Michaël regardait le mur d'écrans accrochés en face de lui. Il décrocha le combiné de son téléphone et composa le numéro de la ligne directe de Houston. La ligne était sur répondeur. Il haussa les épaules et consulta sa montre; en Guyane, Ariane V quitterait sa rampe de lancement dans dix minutes.

*

Après avoir installé Lucas sur son lit, l'épaule calée par deux gros coussins, Zofia se rendit dans la penderie. Elle s'empara de la boîte à couture posée sur l'étagère supérieure, prit une bouteille d'alcool dans l'armoire à pharmacie de la salle de bains et retourna dans sa chambre. Elle s'assit près de lui, dévissa le flacon et trempa le fil à coudre dans le désinfectant. Elle essaya ensuite de le faire passer au travers de l'aiguille.

– Ta reprise va être un massacre, dit Lucas en souriant, narquois. Tu trembles!

– Pas le moins du monde! répondit-elle, triomphante, alors que le lien venait enfin de passer dans le chas de l'aiguille.

Lucas prit la main de Zofia et l'écarta doucement. Il caressa sa joue et l'attira vers lui.

– J'ai peur que ma présence ne soit compromettante pour toi.

– Je dois avouer que les soirées en ta compagnie sont riches en aléas.

– Mon employeur n'a que faire du hasard.

– Pourquoi t'aurait-il fait tirer dessus?

– Pour me mettre à l'épreuve et en arriver aux mêmes conclusions que toi, je suppose. Je n'aurais jamais dû être blessé. Je perds de mes pouvoirs à ton contact, et je pourrais presque prier pour que la réciproque soit vraie.

– Qu'est-ce que tu comptes faire?

– Il n'osera pas s'attaquer à toi. Ton immunité angélique laisse à réfléchir.

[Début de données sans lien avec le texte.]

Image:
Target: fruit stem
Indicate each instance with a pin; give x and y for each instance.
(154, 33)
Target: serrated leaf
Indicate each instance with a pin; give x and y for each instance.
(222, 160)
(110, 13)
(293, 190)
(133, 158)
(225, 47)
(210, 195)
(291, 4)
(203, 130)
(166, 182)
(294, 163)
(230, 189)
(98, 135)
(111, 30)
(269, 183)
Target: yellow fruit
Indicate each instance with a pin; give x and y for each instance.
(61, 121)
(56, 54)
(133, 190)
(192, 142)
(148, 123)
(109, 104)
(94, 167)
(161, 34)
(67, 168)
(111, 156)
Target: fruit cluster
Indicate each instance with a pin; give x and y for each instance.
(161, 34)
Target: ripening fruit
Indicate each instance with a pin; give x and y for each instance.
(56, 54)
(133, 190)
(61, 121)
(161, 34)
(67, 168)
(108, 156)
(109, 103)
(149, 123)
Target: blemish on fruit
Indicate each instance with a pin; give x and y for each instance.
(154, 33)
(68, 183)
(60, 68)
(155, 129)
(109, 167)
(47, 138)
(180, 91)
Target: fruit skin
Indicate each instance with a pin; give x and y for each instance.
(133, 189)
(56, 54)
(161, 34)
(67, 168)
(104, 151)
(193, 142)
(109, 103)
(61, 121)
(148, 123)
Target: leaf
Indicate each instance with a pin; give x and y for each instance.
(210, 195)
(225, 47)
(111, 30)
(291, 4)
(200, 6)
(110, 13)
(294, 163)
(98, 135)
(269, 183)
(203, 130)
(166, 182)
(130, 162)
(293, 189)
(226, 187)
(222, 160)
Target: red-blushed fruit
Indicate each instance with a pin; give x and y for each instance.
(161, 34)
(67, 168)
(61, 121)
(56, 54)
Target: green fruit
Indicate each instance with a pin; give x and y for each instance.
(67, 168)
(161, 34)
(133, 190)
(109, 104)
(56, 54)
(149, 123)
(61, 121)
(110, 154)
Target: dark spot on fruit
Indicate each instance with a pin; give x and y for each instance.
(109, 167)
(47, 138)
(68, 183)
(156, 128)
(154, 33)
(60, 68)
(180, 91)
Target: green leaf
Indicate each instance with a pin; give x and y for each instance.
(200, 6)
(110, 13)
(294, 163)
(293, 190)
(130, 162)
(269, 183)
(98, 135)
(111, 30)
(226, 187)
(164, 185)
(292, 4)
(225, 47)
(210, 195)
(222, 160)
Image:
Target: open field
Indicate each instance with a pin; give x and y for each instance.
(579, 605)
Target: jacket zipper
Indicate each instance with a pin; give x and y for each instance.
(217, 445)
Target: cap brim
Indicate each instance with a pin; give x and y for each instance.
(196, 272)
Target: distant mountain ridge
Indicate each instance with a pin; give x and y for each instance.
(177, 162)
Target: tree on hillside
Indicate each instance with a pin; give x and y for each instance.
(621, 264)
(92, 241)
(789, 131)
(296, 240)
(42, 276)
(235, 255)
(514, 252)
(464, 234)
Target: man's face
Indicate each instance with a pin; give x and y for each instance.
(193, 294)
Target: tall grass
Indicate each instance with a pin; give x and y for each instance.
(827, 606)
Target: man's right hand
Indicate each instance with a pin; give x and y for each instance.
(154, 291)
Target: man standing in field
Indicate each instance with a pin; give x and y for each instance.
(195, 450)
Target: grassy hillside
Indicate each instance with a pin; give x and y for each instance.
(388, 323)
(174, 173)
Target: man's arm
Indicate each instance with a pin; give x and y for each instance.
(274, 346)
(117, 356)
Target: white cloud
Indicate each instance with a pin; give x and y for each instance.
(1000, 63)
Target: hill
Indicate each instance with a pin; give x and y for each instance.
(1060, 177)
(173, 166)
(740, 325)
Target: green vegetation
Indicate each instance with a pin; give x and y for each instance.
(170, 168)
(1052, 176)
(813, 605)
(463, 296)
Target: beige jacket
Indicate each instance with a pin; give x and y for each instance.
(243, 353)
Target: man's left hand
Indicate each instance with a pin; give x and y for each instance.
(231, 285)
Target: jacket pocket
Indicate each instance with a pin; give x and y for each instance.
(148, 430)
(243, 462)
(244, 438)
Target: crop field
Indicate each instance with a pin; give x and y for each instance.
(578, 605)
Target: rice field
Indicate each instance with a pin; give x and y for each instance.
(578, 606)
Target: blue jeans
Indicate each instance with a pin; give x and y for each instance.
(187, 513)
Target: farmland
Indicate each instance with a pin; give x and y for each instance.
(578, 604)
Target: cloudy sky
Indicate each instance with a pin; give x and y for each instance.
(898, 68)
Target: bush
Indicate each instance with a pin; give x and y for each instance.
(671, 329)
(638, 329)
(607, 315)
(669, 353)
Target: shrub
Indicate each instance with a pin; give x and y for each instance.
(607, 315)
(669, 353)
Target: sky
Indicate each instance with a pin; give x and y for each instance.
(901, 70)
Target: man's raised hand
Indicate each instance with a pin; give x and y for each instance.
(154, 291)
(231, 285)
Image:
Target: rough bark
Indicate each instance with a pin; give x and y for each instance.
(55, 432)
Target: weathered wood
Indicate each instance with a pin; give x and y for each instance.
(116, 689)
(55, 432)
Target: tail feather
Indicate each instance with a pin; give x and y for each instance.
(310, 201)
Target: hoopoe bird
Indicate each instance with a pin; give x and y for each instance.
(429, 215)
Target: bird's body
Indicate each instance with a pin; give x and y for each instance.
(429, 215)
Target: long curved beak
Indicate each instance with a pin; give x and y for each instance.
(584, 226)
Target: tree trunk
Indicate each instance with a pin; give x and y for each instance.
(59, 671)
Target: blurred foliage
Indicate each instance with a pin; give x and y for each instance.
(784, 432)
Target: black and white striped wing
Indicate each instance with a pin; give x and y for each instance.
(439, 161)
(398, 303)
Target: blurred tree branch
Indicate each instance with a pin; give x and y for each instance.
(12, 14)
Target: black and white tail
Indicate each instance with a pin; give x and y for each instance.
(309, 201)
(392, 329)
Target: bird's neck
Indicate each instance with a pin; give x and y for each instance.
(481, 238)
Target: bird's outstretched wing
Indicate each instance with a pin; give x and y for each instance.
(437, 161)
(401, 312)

Zofia regarda Lucas au fond des yeux.

– Ce n'est pas de ça que je parle, qu'est-ce que nous ferons dans deux jours?

Du bout du doigt, il effleura les lèvres de Zofia, elle se laissa faire.

– À quoi penses-tu? demanda-t-elle, troublée, en reprenant sa suture.

– Le jour ou le mur de Berlin est tombe, les hommes et les femmes ont découvert que leurs rues se ressemblaient. De chaque côté, des maisons les bordaient, des voitures y circulaient, des réverbères y éclairaient leurs nuits. Bonheurs et malheurs n'allaient pas de même, mais les enfants de l'Ouest comme de l'Est ont réalisé que l'opposé ne ressemblait pas à ce qu'on leur avait raconté.

– Pourquoi dis-tu ça?

– Parce que j'entends Rostropovitch jouer du violoncelle!

– Quel morceau? dit-elle en achevant son troisième point de suture.

– C'est la première fois que je l'entends! Et là, tu viens de me faire mal.

Zofia s'approcha de Lucas pour couper la ligature avec ses dents. Elle posa sa tête sur son torse et cette fois-ci s'abandonna. Le silence les liait. Lucas glissait les doigts de sa main vaillante dans la chevelure de Zofia, berçant sa tête de caresses. Elle frissonna.

– C'est court deux jours!

– Oui, chuchota-t-il.

– Nous serons séparés. C'est inéluctable.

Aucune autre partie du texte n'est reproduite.